Dear Clients, SYNAQ Cloud Mail is currently experiencing an incident were certain users are struggling to authenticate and download mail. Engineers are investigating this as a matter of urgency. We will send our next update in 30 minutes.
resolved Apr 28, 2021, 12:56 PM UTC

Dear Clients, The SYNAQ Cloud Mail incident has been resolved and the service has returned to optimal functionality.
postmortem May 11, 2021, 11:32 AM UTC

Summary and Impact to Customers On Wednesday 28th April 2021 from 13:38 to 14:56, SYNAQ Cloud Mail experienced a mail authentication incident. The resultant impact of the event was that users were unable to authenticate could not access the platform. Root Cause and Solution The root cause of this event was due to a failed route on our primary “High Availability” server and the Secondary server not taking over. With the route being down, the authentication requests were unable to reach the Cloud Mail proxy servers and authentication was unable to complete. To resolve this issue, the primary server had to be shutdown to bring the routes back up again.
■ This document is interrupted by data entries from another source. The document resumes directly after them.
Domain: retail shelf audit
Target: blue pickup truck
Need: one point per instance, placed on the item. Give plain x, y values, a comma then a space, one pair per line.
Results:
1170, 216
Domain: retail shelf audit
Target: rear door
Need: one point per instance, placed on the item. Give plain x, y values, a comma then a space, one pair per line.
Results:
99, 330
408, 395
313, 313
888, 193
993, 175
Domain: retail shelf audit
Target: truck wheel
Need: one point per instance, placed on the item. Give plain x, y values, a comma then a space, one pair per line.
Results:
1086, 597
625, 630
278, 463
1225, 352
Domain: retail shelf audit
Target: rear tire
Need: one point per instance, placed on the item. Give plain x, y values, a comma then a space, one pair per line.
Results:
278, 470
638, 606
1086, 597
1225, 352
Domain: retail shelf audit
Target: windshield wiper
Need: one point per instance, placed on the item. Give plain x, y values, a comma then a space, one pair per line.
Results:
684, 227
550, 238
Once the routes had been restored to the Cloud Mail proxy server, authentication requests were once again being processed and users could access their mail. Upon further investigation, it was determined that the Secondary server had a configuration error which prevented it from being able to detect there was a problem with the primary server, which would have allowed it to take over. This configuration has been corrected and failover has since been tested and this moved across seamlessly. Remediation Actions • A full audit of all HA servers to ensure all their rules are identical. • Scheduled failover testing of HA servers to be implemented.